Most lenders and borrowers will undoubtedly have read about the $453 million of fines levied against Barclays Bank PLC for manipulating its London Interbank Offered Rate (LIBOR) submissions between 2005 and 2009, as well as the ongoing investigations of other major banks that participate in setting LIBOR (including Citigroup, HSBC, Royal Bank of Scotland and UBS). While the fines and allegations have made headlines, many market participants seem to be relatively unaware of the initiatives currently underway to modify, or even eliminate, LIBOR as the primary benchmark for short-term interest rates globally.1
The UK government recently commissioned Martin Wheatley, the prospective chief of the new Financial Conduct Authority in the UK, to prepare a discussion paper on LIBOR to address the concerns arising from the existing system and propose possible solutions.
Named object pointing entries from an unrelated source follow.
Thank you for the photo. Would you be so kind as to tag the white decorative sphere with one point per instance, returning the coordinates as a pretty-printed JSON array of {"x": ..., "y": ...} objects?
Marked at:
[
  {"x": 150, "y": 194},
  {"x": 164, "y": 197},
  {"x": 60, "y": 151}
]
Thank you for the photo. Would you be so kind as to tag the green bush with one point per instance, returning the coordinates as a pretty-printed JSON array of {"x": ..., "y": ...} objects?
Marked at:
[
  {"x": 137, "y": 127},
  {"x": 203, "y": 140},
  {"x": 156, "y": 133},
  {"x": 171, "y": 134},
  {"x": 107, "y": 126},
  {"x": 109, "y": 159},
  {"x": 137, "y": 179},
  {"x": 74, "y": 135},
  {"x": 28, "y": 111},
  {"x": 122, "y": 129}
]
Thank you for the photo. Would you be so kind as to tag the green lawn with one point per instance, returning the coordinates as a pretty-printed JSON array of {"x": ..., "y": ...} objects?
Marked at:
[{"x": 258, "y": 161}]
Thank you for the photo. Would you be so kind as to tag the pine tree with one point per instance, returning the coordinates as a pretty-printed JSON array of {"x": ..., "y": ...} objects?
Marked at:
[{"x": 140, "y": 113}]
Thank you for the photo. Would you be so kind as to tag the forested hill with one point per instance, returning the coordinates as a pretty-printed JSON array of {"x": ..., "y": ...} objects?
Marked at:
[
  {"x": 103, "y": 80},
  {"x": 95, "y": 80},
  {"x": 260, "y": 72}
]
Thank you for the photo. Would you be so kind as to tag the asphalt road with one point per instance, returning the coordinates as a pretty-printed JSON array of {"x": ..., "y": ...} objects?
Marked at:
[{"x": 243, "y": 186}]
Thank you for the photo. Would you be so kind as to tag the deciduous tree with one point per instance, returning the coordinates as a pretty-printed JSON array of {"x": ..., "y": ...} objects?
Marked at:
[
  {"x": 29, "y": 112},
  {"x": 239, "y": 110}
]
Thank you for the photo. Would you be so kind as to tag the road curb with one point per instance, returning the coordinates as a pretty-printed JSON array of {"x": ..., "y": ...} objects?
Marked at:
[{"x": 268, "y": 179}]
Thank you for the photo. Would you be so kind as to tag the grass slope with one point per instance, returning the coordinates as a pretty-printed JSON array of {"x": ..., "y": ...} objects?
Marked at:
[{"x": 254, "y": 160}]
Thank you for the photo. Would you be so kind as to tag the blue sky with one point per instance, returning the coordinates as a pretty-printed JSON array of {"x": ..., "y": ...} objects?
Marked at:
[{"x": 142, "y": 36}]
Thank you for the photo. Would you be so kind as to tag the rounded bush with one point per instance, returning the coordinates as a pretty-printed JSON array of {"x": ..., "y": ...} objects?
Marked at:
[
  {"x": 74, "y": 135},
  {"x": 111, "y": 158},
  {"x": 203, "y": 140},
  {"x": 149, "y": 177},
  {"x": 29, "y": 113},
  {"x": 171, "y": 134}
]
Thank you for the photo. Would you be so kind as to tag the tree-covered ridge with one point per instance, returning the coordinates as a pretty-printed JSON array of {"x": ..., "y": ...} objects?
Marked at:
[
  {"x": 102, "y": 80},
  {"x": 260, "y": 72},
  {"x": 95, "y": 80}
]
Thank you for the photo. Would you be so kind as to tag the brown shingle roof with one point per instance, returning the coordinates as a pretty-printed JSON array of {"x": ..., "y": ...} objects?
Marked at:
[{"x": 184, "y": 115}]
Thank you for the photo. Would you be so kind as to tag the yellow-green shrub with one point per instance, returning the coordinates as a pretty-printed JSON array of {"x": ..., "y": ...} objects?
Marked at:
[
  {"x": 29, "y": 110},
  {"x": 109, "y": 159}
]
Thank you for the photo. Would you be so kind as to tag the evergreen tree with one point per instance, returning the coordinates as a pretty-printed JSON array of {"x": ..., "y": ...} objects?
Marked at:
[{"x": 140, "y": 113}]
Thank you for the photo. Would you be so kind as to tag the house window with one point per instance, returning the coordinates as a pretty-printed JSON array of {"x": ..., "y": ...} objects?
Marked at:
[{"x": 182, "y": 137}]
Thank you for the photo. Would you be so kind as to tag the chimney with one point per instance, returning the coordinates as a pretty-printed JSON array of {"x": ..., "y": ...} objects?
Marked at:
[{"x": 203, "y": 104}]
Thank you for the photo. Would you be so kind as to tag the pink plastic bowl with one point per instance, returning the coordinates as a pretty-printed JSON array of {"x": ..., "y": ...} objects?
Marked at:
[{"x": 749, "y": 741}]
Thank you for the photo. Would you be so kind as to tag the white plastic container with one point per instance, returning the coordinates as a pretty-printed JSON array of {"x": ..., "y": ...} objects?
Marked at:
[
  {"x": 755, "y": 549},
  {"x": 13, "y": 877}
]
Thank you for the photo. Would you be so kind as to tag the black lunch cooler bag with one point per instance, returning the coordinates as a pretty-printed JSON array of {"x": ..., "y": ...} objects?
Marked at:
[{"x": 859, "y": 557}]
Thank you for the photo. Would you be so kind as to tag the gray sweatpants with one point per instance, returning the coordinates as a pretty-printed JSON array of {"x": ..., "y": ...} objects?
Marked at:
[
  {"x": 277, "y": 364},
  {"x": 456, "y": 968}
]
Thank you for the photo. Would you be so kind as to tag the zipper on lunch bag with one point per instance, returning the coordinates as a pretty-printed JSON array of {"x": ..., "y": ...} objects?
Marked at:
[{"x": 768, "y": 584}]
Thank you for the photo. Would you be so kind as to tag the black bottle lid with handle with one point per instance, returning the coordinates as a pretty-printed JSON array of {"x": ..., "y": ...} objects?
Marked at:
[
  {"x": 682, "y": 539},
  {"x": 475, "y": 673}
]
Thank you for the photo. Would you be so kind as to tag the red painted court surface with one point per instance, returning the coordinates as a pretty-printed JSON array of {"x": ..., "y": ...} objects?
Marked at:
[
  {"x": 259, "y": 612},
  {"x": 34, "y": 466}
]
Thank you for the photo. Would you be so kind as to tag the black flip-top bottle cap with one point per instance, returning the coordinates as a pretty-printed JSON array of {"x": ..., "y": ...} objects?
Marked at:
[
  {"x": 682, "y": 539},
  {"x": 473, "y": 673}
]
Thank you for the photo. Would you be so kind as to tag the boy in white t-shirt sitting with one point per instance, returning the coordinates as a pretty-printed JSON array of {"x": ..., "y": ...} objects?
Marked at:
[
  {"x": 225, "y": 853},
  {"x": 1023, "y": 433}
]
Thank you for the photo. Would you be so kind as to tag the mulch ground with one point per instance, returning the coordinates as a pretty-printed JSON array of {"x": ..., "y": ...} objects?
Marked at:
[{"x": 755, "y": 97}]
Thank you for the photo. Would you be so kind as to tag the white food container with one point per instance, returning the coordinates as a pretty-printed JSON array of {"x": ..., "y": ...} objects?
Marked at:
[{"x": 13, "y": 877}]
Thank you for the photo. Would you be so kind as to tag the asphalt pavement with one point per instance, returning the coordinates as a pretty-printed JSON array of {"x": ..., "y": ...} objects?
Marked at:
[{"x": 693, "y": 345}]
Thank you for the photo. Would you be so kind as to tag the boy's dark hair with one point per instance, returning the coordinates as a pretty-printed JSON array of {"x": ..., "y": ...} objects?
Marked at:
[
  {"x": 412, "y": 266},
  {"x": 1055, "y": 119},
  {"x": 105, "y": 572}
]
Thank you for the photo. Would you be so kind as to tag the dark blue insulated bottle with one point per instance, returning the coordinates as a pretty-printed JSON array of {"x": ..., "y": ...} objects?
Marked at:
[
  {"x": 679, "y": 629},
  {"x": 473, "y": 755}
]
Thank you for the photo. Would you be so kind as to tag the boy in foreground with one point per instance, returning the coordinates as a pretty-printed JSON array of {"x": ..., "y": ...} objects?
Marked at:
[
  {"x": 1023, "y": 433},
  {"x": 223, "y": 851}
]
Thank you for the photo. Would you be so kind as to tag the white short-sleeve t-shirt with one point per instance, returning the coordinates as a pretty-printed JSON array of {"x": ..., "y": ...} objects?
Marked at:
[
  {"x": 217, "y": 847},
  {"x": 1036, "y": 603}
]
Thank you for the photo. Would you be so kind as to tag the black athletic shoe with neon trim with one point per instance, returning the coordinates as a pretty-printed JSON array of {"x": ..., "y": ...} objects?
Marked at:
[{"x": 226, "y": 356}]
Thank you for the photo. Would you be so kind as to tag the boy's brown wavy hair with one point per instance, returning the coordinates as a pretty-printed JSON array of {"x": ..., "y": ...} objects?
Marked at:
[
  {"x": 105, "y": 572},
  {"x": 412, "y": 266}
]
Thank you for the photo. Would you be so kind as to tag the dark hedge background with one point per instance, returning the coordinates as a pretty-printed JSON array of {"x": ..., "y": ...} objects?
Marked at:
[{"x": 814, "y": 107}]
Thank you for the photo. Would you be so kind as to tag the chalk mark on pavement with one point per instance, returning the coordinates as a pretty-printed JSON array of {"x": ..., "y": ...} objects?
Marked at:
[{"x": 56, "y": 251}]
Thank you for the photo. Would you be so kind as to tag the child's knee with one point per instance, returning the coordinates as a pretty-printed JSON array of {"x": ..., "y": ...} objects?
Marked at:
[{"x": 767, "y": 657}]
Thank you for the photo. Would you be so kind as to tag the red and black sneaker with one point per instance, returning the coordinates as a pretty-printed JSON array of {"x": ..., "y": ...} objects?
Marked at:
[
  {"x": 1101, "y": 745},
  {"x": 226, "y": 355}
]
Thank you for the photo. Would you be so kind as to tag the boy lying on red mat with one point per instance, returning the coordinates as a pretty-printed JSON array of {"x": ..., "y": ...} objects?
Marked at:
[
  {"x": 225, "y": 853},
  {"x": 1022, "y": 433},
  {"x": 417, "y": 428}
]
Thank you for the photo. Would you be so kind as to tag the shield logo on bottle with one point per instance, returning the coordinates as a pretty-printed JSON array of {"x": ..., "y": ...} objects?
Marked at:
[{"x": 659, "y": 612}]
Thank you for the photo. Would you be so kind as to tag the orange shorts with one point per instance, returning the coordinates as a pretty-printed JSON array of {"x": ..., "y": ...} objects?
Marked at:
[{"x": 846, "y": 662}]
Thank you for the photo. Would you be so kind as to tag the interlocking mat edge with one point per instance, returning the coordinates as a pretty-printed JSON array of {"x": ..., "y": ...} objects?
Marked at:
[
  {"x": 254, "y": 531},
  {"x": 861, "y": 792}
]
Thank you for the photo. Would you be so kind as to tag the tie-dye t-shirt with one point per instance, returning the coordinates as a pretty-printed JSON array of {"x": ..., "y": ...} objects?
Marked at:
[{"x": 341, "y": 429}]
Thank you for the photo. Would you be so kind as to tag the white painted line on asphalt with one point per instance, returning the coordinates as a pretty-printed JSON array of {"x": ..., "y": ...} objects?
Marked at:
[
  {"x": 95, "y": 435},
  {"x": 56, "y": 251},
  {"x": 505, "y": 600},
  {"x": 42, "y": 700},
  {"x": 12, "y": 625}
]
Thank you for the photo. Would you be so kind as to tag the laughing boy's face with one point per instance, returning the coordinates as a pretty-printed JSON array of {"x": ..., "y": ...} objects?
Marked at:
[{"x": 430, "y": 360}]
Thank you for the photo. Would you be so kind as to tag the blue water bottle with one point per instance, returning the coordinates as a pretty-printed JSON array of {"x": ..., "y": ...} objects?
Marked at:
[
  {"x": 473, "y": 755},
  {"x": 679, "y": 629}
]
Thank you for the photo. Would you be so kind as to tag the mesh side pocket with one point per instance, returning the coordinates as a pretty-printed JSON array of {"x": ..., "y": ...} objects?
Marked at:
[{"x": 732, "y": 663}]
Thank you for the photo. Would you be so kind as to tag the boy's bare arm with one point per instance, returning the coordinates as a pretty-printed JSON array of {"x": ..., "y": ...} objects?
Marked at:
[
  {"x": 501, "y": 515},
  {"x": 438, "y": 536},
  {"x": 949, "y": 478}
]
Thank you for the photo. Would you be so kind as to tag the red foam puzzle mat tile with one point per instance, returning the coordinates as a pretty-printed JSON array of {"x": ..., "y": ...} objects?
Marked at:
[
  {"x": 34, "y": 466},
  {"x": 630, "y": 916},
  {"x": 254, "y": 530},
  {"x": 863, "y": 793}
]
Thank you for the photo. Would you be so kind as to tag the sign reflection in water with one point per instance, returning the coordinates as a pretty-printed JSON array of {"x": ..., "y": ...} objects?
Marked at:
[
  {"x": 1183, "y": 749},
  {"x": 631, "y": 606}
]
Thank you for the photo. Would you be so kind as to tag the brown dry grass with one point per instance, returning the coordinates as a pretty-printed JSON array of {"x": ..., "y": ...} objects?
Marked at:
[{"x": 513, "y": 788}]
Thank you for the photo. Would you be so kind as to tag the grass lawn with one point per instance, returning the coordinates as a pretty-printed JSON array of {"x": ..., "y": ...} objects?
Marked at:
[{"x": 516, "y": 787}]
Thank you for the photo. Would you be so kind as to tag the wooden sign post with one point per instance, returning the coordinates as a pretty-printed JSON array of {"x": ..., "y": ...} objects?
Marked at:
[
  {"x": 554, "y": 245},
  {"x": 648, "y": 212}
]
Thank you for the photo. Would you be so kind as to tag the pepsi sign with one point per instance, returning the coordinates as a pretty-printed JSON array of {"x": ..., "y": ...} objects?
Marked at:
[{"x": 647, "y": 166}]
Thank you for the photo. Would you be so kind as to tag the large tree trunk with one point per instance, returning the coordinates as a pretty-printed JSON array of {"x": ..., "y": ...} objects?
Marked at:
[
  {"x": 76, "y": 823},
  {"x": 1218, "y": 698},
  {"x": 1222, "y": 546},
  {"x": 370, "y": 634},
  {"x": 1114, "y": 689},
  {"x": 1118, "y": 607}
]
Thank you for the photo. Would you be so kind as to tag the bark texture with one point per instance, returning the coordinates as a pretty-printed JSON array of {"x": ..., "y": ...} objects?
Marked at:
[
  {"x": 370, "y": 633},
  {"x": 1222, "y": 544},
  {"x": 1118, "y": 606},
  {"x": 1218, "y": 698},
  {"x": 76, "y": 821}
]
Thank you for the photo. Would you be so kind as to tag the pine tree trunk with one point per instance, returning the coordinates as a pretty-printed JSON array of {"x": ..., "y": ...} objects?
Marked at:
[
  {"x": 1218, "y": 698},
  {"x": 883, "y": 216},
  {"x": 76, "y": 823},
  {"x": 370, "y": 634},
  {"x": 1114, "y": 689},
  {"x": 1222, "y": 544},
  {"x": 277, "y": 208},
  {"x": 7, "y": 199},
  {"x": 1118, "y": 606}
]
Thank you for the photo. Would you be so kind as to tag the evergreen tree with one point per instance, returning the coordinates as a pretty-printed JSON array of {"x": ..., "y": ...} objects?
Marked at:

Wheatley released his draft for public review and comment in August (the Wheatley Review), with a deadline for comments set for today. The UK Parliament is expected to use the Wheatley Review, as it may be modified to reflect third-party submissions, as the basis for reforms to the Financial Services Bill. Such reforms are anticipated to be approved as early as this fall.
By way of background, LIBOR is currently published in ten currencies and 15 maturities by the British Bankers’ Association (BBA) and is not regulated by the UK’s Financial Services Authority or any other governmental authority. The various LIBOR rates are calculated using daily submissions from reference panels of between six and 18 international contributor banks; rate submissions are voluntary and are not necessarily based on actual transactions on any given day. Every contributor bank is asked to provide its LIBOR submissions based on the following question:
At what rate could you borrow funds, were you to do so by asking for and then accepting inter-bank offers in a reasonable market size just prior to 11 a.m.?
Each contributor bank therefore submits the lowest rate (either actual or perceived) at which it could go into the London interbank money market and obtain funding in reasonable market size for a given maturity and currency. The BBA drops the highest and lowest quartiles of the rates provided by the contributor banks and calculates LIBOR as the mean of the remaining 50 percent of submitted responses. In theory, LIBOR should provide an accurate, frequently updated indicator of banks’ real costs of unsecured funding in the London interbank market.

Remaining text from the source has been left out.